New translator for www.springer.com #1440

psisquared2 · Oct 8, 2017

I have written a translator for www.springer.com (not to be confused with link.springer.com). The embedded metadata translator is only capable of extracting the title of the book on that website. I have also implemented various fallbacks to the embedded metadata translator in case the website changes.

Example website: http://www.springer.com/gb/book/9780387952697

adam3smith · Oct 15, 2017

adam3smith requested changes Oct 15, 2017

View changes

Thanks!
We'd really want to add multiples here -- e.g. for search results such as http://www.springer.com/us/search?facet-type=type__book&query=testing&submit=Submit+Query
Looks eminently possible to me. Let me know if you need pointers to template code you can (re)use.

adam3smith · Oct 15, 2017

Springer Books.js

+		//Try to find additional information
+		if (!item.publisher) {
+			publisher = ZU.xpathText(doc, '//dd[@itemprop="publisher"]/span');
+			item.publisher = publisher;


I'd try to split this into publisher and place. Since presumably the first part is always "Springer-Verlag" you could do something like:

if (item.publisher && item.publisher.search(/^Springer-Verlag\s.+/)!=-1) { var publisherInfo = item.publisher.match(/^(Springer-Verlag)\s(.+)/); item.publisher = publisherInfo[1] item.place = publisherInfo[2] }

adam3smith · Oct 15, 2017

Springer Books.js

+		//The abstract note is shortened in the <meta> field; try to load
+		//the full abstract note
+		long_abstractNote = ZU.xpath(doc, '//div[@class="product-about"]//div[@class="springer-html"]');
+		long_abstractNote = long_abstractNote[0].textContent.trim();


test for long_abstractNote.length before doing all this.

psisquared2 · Oct 22, 2017

Thank you for the feedback. I have addressed the issues you mentioned, added support for multiples and also improved a few minor quirks on the way. Please let me know if you see further issues or room for improvement.

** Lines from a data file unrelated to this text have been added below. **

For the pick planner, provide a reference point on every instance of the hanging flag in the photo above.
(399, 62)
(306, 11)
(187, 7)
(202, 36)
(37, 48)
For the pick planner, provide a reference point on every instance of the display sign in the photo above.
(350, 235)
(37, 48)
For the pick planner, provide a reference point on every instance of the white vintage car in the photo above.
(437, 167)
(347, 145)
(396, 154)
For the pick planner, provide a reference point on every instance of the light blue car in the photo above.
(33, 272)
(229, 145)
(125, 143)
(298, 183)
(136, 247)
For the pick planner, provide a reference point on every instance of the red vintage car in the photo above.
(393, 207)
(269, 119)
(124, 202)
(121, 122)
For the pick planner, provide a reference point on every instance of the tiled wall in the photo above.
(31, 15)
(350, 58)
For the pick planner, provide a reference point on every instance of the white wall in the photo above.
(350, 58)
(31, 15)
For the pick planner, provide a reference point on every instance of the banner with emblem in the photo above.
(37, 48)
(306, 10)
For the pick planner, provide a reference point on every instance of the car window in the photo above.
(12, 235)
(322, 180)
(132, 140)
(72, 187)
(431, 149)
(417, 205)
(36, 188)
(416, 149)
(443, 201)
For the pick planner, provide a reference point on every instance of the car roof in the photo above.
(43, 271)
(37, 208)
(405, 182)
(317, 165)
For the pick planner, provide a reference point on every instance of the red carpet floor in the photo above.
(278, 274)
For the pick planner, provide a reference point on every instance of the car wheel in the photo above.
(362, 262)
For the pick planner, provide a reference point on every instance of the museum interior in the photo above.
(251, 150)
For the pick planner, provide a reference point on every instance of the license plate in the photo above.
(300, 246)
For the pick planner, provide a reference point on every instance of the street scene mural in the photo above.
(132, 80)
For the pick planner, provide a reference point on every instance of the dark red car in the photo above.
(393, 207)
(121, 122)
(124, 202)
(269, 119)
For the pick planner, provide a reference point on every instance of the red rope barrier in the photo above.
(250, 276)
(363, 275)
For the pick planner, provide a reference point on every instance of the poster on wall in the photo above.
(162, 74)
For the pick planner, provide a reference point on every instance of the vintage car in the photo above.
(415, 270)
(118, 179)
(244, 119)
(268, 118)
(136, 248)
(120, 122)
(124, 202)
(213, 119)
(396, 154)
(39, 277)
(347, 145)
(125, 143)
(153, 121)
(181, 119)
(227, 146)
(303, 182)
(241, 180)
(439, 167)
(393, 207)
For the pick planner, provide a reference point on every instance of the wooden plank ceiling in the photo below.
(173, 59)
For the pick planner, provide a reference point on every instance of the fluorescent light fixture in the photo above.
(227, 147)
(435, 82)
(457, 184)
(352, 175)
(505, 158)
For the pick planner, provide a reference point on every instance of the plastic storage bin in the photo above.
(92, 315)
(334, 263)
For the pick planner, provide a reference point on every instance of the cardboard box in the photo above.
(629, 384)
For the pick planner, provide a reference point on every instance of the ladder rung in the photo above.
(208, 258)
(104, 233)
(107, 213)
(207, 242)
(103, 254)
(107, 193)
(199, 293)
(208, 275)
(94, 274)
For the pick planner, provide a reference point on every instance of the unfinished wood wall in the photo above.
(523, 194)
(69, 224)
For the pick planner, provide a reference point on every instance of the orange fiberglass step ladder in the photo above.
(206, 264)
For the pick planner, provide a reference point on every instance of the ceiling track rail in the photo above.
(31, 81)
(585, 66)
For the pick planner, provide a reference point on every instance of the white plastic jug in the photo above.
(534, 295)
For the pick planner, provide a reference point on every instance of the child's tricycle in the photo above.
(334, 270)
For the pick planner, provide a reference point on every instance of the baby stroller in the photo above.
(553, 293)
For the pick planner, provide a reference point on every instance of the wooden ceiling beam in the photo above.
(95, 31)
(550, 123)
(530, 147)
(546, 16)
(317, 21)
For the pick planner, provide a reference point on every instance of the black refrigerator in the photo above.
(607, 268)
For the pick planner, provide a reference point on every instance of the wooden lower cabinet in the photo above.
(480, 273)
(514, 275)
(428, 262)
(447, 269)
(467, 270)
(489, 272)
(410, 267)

One question: In case the publisher is officially listed as "Springer-Verlag Berlin Heidelberg" (which happens a lot), do we want to split this into publisher="Springer-Verlag" and place="Berlin Heidelberg"? Seems a little weird to have two locations in "place", but it's probably the best we can do. The only other option I see is to revert to not filling the "place" field at all.

zuphilip · Jan 3, 2018

zuphilip reviewed Jan 3, 2018

View changes

zuphilip · Jan 3, 2018

Springer Books.js

+	"maxVersion": "",
+	"priority": 100,
+	"inRepository": true,
+	"translatorType": 12,


No, translator type is 4 here.

zuphilip · Jan 3, 2018

Springer Books.js

+	"priority": 100,
+	"inRepository": true,
+	"translatorType": 12,
+	"browserSupport": "gcsbv",


Add all options, also i.

zuphilip · Jan 3, 2018

Springer Books.js

+/*
+	***** BEGIN LICENSE BLOCK *****
+
+	Copyright © 2017 YourName


Replace YourName with your name.

zuphilip · Jan 3, 2018

Springer Books.js

+			// test if any relevant <meta> information is available
+			if(ZU.xpathText(doc, '//meta[@property="og:title"]/@content')) return "book";
+			//test for relevant search entries
+		case "search": return getSearchResults(doc, true) ? "multiple" : false;


Write this on two lines and then move the comment from above to corresponding line, i.e.

case "search": // test for relevant search entries return getSearchResults(doc, true) ? "multiple" : false;

zuphilip · Jan 3, 2018

Springer Books.js

+		var item_type = search_entries[i].getAttribute("class");
+		//test if we actually have a usable result
+		if (!item_type || item_type.search(/result-item result-item-\d+ result-type-book.*/) == -1) continue;
+		var title_link = ZU.xpath(search_entries[i], "h4/a");


This xpath looks strange... Does this work?

This html looks e.g. like

<div class="result-item result-item-3 result-type-book"> <some stuff> <h4> <a href="/us/book/978-981-10-0217-5">National Test</a> </h4>

and the xpath looks for a top level h4 with an a below. Would you suggest a different xpath for that?

zuphilip · Jan 3, 2018

Springer Books.js

+	switch (detection_type) {
+		case "book": scrapeBook(doc, url);
+		case "multiple": {
+			if (!getSearchResults(doc, true)) return;


Test this as part of the detectWeb function instead.

zuphilip · Jan 3, 2018

Springer Books.js

+	for (var i=0; i<search_entries.length; i++) {
+		var item_type = search_entries[i].getAttribute("class");
+		//test if we actually have a usable result
+		if (!item_type || item_type.search(/result-item result-item-\d+ result-type-book.*/) == -1) continue;


This looks fragile, because there is no order for the classes of a node. I would suggest something like

item_type.includes('result-item') && item_type.includes('result-item-') && item_type.includes('result-type-book')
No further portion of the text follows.